Ахмья кашлянула. Это был тихий звук, незначительный на фоне рева водопада и бури, но он заглушил все внутри Рекоша. Она дернулась, и кашель перерос в хриплый, влажный хрип, вырвавшийся из глубины ее груди. Все ее тело содрогнулось, а пальцы впились в его шкуру. Она вывернулась из его объятий, перегнулась через руку, и ее вырвало водой на грязную землю.

Он собрал ее волосы и убрал их с лица, когда она вцепилась в него и снова закашлялась водой. Ахмья дрожала так же сильно, как одинокий лист, цепляющийся за ветку во время бушующей бури, делая один неровный, хриплый вдох за другим в перерывах между влажным кашлем.

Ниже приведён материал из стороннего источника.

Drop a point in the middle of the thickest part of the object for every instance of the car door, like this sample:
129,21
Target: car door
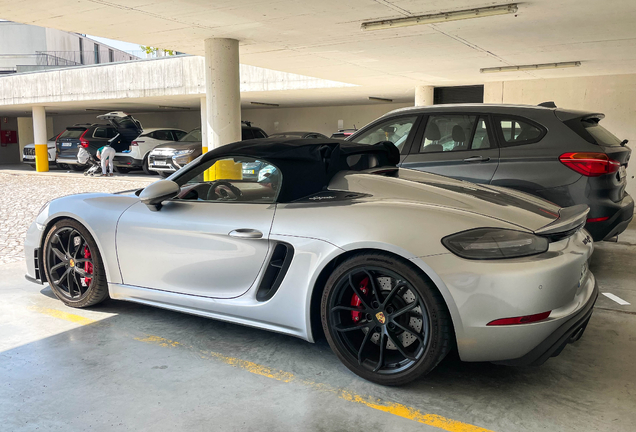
461,146
212,240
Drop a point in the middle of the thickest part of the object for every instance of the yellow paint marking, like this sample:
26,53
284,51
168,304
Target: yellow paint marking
158,341
396,409
63,315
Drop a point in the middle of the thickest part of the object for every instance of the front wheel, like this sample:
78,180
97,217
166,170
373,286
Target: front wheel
73,265
383,320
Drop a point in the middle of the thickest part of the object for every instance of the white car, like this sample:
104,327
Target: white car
28,153
137,155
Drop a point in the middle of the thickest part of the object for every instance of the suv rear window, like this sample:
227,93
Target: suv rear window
517,132
72,133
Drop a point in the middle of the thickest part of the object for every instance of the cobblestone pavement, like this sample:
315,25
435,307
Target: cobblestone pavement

Но она двигалась. Она была жива.

Несмотря на все, что они только что пережили, на все, что они только что перенесли, крошечная, приносящая облегчение искорка тепла зажглась в его груди. Проблеск счастья.

Даже если все остальное было дерьмом, как сказали бы люди, Рекош и Ахмья были живы.

Рекош нежно погладил ее по спине. Его голос едва ли был ровным, когда он сказал:

— Дыши, Ахмья. Сделай много вдохов. Я здесь.

У нее вырвался всхлип. За ним последовал еще один и еще, прерываемый все более слабым кашлем. Беспомощный, Рекош тихо замурлыкал и обнял ее, продолжая водить рукой вверх и вниз по ее спине. Маленькие выпуклости позвоночника напомнили, насколько хрупкой была его маленькая человеческая пара.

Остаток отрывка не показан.